Ao mesmo tempo em que a Câmara Federal aprovou moção de desagrado (por unanimidade)[i] aos atos de racismo e de desagravo às hostilidades que se abatem contra a dignidade humana – a ofensa de um racista atinge a toda a Humanidade –, no Senado Federal, em rota de colisão aos princípios humanistas, o senador Magno Malta se prestou a ofender ainda mais.[ii] Disse estar surpreso com a falta de ação dos defensores dos animais, por não se solidarizarem ao “macaco” jogador (sic).
Muito poderia ser dito, diante de tal afirmação, como já se disse, aliás; contudo, devemos centrar nossa atenção em alguns pontos iniciais e objetos desta peça de repúdio: (i) é muito cansativo ver parlamentares supremacistas, qualquer pessoa, invocarem o escárnio contra a Humanidade; (ii) também é cansativo defender continuamente a inteligência social que se povoa com o princípio da dignidade humana; (iii) o foco central desta repulsa tem embasamento na quebra de decoro parlamentar e, assim, a questão deve ser tratada pela presidência do Senado Federal; (iv) na esfera criminal, criou-se facticidade e autoria diante do cometimento de crime – trata-se do crime de incitação ao ódio racial, ao racismo.
A partir da Constituição Federal de 1988, lê-se que o tratamento penal deve ser exemplar, paradigmático, e, portanto, encontra-se para além dos preceitos pedagógicos da pena. Pois, insere-se na condição de afronta, desrespeito e pregação (supremacista/racista) de verdadeiro ódio racial.
Não bastassem os inúmeros entraves e problemas nacionais, como a desigualdade social e econômica, em que o conhecido racismo estrutural se apodera do pensamento escravista – certamente, a mais conhecida dissonância cognitiva entre nós –, um representante de Estado vem a público a fim de manifestar sua indisposição genética com a Humanidade.

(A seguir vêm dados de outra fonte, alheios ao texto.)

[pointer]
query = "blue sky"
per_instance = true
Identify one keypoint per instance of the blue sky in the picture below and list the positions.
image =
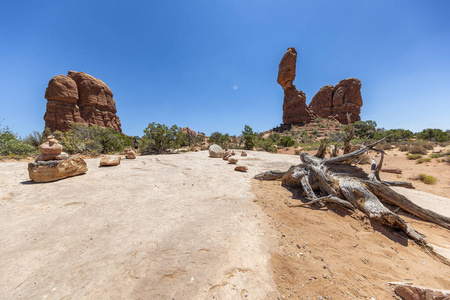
(212, 65)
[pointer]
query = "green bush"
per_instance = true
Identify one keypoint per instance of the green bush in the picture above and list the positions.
(265, 144)
(427, 179)
(286, 141)
(159, 138)
(219, 139)
(437, 135)
(423, 159)
(92, 140)
(413, 156)
(416, 149)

Tornam-se, sempre, redundantes os dizeres e saberes contra o racismo e, talvez ainda mais urgente do que isso, torna-se inegável, indesculpável, irretratável, a apologia a mais e piores cometimentos de atos racistas. Concludente da incapacidade de convívio social – a par da incitação ao crime de racismo – o senador, enquanto representante de Estado, partícipe do pacto federativo, não pode confabular sobre assuntos de interesse nacional na casa do Senado.
Além da dignidade humana, foi atingido o córtex e cordis da moral pública. Lembremos que os senadores – a contar de sua presidência – encontram-se na linha sucessória do poder executivo central e isto, por óbvio, torna o referido senador (Magno Malta), a quem talvez também não alcance a identidade racial (uma vez que não é afeiçoado com o “branco caucasiano“), ainda mais impedido de continuar com suas funções públicas.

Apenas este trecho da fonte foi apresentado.